These are just pretty words about the interpretation of the antiparticle; these sentences are just a prose describing formal interpretation of the antiparticle (creation) operator as the one in the front of the "going backward in time" plane wave $e^{-ip^{\mu}x_{\mu}}$ in the expansion of the quantum field $\psi$ to which the particle and antiparticle correspond.

In reality, the antiparticle exists as well as its own particle, and no "travel backward in time" for its observation is needed. It only differs from the particle by the signs of all of the possible charges. And it definitely can be observed by various experiments; for example, in the proton beta decay we can observe the positron - the antiparticle to the electron. Moreover, the existence of antiparticle is in fact strictly required by the Lorentz invariance of the quantum theory.

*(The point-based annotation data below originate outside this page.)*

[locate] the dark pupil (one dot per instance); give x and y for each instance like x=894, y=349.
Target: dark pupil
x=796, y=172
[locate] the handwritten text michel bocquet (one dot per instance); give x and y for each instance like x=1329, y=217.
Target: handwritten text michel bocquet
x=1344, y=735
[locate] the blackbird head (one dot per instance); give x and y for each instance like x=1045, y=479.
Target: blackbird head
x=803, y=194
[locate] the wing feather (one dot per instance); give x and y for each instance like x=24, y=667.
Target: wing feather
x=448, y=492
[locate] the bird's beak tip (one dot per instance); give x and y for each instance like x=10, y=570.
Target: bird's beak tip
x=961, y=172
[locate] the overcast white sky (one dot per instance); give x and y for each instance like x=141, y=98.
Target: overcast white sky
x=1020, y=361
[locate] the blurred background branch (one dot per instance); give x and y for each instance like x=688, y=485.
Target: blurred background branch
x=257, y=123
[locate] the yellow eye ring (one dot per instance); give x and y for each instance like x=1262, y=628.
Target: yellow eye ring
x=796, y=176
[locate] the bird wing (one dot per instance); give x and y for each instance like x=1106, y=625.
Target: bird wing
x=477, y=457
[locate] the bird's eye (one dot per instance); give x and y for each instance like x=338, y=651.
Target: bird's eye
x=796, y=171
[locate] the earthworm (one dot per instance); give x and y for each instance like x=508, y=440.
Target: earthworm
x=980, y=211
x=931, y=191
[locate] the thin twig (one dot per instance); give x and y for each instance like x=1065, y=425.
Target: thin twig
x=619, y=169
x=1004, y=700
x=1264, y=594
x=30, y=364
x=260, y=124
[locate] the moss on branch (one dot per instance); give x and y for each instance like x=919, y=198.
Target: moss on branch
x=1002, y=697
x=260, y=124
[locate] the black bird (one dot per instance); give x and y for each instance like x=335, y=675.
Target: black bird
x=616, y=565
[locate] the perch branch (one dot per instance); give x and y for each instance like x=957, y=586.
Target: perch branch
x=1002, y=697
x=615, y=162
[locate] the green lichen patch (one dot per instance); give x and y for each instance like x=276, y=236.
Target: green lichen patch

"...Usually I am all about the math and don't bother too much about physical pictures, but in this case the commutator 'explanation' really settles nothing in my mind..."

The heart of this "commutator derivation" is the requirement that two measurements, which have been done at space-like separated points, doesn't affect each other; by the other words, two measurements at space-like separated points can be done simultaneously and independently on each other. This is just the precise statement of the causality principle, and this is very physical.

The "commutator derivation" and, in its turn, the causality principle, actually follows from the poincare invariance of the quantum theory. The statement follows from the definition of $S$-operator, which gives the amplitude of the transition $|\alpha\rangle \to |\beta\rangle$ between the states $\alpha$ and $\beta$: $$ \hat{S} \equiv \sum_{i = 0}^{\infty}\frac{(-i)^{n}}{n!}\int d^{4}x_{1}...d^{4}x_{n}\hat{T}(\hat{H}_{\text{int}}(x_{1})...\hat{H}_{\text{int}}(x_{n})) $$ Here $\hat{T}$ is the chronological ordering and $\hat{H}_{\text{int}}(x)$ is the hamiltonian operator. It's not hard to realize that the poincare invariance of the $S$-operator leads to the fact that $$ \tag 1 [\hat{H}_{\text{int}}(x),\hat{H}_{\text{int}}(y)] = 0 \quad \text{if} \quad (x-y)^{2}<0 $$ The reason is just the fact that the chronological ordering for two points $x^{\mu}, y^{\mu}$ is poincare invariant only in the case of time-like or isotropic intervals. In the case of space-like intervals, it is not poincare invariant, and we must require $(1)$.

"...Despite Quantum field theories(the relativistic kind) incorporating special relativity, the picture we have of it involves particles going faster than light?.."

Definitely no. The formalism of the QFT is in particular based on the unitarity and existence of the stable vacuum. As long as tachyons are present in the theory, none of these principles is fulfilled.